How Marty Walsh Went From Construction Laborer to U.S. Labor Secretary

The recently appointed labor secretary and former mayor of Boston started his career as a union laborer building scaffolding and bracing masonry walls along the city’s once-burgeoning waterfront

Illustration by Jonny Ruzzo

The United States secretary of labor once wore a hard hat.

Marty Walsh, the former mayor of Boston who recently took over as labor secretary in President Joe Biden’s administration, started his career working on rough-and-tumble construction jobsites along Boston’s waterfront.

Walsh helped build the city’s booming waterfront as a laborer, an experience with backbreaking work that he never forgot and often spoke of on the campaign trail as a candidate for political office.

It’s also a background that has made Walsh somewhat unusual in the ranks of public servants, with the typical career ladder starting in law or local politics, not on the construction jobsite.

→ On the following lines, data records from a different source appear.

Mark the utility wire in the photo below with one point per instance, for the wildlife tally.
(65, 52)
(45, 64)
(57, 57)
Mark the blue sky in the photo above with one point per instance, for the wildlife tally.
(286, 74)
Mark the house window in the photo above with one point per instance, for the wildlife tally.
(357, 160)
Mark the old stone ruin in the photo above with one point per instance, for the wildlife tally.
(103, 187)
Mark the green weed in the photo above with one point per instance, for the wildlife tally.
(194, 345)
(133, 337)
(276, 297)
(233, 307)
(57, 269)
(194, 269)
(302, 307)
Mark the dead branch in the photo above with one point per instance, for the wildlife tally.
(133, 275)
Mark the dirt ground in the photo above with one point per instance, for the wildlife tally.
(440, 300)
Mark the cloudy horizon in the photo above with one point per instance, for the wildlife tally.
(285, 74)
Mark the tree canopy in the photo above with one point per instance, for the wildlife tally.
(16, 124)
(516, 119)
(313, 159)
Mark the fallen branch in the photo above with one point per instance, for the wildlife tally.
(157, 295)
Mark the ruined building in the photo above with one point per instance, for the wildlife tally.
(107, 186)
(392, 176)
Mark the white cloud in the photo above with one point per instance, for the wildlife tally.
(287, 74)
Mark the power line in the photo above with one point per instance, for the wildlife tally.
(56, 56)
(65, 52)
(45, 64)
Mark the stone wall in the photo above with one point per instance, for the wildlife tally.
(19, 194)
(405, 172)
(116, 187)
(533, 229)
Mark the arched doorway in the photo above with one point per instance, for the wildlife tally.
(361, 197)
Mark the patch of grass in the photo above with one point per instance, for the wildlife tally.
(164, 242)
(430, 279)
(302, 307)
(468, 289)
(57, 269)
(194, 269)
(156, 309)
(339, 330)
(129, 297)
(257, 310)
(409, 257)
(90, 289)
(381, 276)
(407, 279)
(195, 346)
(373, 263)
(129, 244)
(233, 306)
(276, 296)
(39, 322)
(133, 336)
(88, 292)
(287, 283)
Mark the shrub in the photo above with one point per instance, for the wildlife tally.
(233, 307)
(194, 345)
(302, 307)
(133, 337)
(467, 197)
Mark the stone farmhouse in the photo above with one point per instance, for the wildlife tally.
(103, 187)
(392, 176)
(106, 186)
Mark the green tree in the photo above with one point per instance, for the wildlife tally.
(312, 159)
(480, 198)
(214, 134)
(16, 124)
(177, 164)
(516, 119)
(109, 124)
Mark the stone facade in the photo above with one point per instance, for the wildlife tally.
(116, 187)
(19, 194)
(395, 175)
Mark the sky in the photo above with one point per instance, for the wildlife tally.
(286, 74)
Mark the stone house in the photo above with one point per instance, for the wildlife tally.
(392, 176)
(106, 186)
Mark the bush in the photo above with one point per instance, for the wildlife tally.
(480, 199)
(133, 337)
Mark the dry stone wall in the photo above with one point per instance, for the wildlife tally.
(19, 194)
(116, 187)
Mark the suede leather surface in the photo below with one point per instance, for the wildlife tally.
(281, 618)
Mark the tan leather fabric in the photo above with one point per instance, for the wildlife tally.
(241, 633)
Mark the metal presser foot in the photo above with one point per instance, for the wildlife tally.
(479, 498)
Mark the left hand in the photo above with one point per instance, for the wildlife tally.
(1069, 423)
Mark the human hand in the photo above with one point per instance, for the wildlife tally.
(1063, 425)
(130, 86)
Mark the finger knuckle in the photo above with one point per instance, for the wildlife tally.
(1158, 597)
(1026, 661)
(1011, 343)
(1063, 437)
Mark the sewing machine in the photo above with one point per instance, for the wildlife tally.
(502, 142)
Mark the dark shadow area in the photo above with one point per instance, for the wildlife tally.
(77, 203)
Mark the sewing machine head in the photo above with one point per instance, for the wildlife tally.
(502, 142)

As Boston’s mayor, Walsh approved tens of millions of square feet of new condos, apartments, offices and shops throughout the city. Unlike many other major cities, Boston is on a growth trajectory, expected to hit roughly 724,000 residents by 2030 from just under 700,000 today.

The boom has shattered records and thrust Boston near the top of the national charts in construction starts behind only Washington, D.C., and New York.

What’s more, last spring Walsh, who declined to be interviewed for this article, grabbed national headlines for his aggressive efforts to stop the spread of COVID-19, becoming the first big city mayor to shut down construction until safety plans and PPE could be put into place.

“He is definitely a unique case for a mayor of a large metropolitan city in the United States,” Andrew DeAngelo, director of public affairs at the Greater Boston Plumbing Contractors Association, said in an interview with Built before Walsh’s nomination as labor secretary was announced. “He has an incredible in-depth knowledge and understanding of the construction industry. He can certainly see it through the lens of a laborer.”

Rough start

The son of Irish immigrants who survived a bout of cancer as a child, Walsh went to work in construction as a laborer after dropping out of college.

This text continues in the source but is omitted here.